Kugaaruk had not only lost its school, but an important community centre and cultural hub. Ningark had collected items from Kugaaruk’s late elders that were stored in the school, including hunting tools, traditional clothing, kayaks, drums and video footage.

“All these things I had collected over the last 20 years,” he said. “All gone.”

It has taken years for the community to recover from the loss. For two years, the school’s 360 students and staff worked out of portables and makeshift classrooms at the hamlet office.

The opening of the new school in August 2019 — renamed Arviligruaq Ilinniarvik — hasn’t replaced what was lost in the fire. But the spacious, modern facility has sparked pride and new interests for its staff, students and the wider community.

“We have everything that we need here,” Ningark said.

Ningark rhymes off all the new tools and equipment he has access to in his new wood shop. The new school also has a gymnasium with a stage — a facility students had no access to during the two-year period there was no school.

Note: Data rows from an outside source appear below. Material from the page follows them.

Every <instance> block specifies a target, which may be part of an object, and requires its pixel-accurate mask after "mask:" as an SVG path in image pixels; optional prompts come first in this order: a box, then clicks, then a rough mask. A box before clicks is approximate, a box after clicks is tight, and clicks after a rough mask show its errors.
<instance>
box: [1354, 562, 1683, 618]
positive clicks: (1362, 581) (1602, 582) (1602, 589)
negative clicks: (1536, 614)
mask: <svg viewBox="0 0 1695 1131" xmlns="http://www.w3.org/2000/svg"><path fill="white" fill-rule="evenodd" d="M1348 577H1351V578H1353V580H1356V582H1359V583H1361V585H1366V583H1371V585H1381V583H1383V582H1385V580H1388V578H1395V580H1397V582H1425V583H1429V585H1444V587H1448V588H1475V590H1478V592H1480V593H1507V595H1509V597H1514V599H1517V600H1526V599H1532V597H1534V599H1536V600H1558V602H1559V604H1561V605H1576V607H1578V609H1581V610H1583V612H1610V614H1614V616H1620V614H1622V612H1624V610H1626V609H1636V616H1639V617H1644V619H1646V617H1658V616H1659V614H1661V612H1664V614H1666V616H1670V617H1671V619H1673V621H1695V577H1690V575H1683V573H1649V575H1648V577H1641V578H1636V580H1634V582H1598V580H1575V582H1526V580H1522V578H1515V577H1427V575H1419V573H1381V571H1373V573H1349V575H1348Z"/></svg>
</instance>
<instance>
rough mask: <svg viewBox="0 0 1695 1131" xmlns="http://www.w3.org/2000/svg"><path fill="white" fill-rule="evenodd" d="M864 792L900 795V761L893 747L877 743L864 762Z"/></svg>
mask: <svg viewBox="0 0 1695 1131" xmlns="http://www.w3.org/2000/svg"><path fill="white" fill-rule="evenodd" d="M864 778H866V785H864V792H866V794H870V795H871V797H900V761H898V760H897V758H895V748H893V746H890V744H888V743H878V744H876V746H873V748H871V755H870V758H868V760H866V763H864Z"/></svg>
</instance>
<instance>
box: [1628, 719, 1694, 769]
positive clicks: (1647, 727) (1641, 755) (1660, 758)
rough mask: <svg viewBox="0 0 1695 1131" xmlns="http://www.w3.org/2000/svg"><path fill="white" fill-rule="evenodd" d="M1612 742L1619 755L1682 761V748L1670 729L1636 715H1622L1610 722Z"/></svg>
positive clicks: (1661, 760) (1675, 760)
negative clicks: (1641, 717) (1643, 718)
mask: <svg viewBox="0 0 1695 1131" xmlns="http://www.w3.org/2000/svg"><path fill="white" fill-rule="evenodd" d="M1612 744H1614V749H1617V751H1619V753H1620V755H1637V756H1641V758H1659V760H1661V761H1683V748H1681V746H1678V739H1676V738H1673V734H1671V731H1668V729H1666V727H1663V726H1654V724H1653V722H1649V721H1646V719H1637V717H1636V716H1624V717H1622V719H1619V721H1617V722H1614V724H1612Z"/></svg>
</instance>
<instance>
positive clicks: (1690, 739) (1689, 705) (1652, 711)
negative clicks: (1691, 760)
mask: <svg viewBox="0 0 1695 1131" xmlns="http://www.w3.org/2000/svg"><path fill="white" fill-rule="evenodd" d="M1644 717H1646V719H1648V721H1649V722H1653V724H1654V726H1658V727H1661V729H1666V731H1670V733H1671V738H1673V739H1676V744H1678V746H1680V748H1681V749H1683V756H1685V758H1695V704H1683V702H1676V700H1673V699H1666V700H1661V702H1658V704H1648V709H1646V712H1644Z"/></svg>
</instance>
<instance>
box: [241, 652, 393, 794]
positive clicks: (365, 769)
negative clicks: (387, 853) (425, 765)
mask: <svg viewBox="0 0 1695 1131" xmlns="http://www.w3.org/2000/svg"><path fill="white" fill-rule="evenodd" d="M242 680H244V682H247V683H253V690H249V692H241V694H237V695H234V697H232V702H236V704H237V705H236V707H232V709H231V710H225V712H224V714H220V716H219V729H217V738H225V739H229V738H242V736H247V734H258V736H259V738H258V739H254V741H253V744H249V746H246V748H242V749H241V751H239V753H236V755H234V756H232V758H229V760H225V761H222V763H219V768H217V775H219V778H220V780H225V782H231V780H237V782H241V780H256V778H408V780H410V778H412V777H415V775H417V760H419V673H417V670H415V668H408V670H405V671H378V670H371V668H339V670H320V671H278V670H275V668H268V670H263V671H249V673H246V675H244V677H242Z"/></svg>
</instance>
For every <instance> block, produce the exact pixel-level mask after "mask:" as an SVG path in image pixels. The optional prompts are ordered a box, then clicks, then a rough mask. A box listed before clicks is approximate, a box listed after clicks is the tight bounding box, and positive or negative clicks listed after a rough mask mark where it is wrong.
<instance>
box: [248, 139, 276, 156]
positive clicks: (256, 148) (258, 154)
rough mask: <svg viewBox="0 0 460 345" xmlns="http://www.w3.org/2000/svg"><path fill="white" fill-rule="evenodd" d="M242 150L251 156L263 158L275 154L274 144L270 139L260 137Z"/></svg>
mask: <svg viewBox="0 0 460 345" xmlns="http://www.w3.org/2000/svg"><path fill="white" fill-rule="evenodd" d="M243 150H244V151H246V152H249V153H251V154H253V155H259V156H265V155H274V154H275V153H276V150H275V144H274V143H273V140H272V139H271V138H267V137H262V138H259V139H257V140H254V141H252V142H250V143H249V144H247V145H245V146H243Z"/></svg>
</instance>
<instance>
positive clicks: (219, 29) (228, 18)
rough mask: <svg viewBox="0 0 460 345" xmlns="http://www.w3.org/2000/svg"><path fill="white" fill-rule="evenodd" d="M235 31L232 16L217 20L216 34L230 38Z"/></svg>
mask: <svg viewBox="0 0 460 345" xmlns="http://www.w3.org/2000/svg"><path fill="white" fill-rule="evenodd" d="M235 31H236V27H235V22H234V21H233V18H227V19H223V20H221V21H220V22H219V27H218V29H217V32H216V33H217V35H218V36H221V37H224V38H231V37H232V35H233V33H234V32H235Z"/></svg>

It also has an exercise room, a functional library and a bright, open student lounge with couches and stools.

The stones that used to form an arch over the old school’s main entrance now frame the new school’s trophy case. (Photo courtesy of Nunavut’s Department of Education)

The front hall welcomes people in with high ceilings and a sweeping staircase, with metal and wood flourishes that mimic the ocean’s waves. A row of coloured windows allows in beams of coloured light.

Accutech Engineering, the firm that designed the school, repurposed the stones that used to form an arch over the school’s main entrance, by using them to frame the new school’s trophy case.

For its work on Arviligruaq Ilinniarvik, Accutech has been awarded the Association of Consulting Engineering Companies-Canada’s 2020 Engineering a Better Canada Award and the 2020 Award of Excellence.

Arviligruaq Ilinniarvik’s principal, Jason Hatt, started in his current role the same year the new school opened. He remembers walking into the new building for the first time.

“It’s just such a beautiful, new and modern building,” Hatt said.

“On opening day, I just remember watching the reaction of parents and students when they walked into the gym that first day. They were overcome with emotion, saying, ‘Oh my goodness, this is ours.’”

Hatt said there was an increase in student registration in the first year the new school opened.

Kugaaruk residents opted to rename the school Arviligruaq Ilinniarvik, or bowhead whale, to honour the whales’ recent return to the area.

Inuit have always hunted bowhead in the region, but commercial whaling largely wiped out the species in the early 20th century.

Bowhead whales re-appeared in the western Arctic in the 1990s; Ningark said Kugaaruk hunters harvested their first recent bowhead in 2005.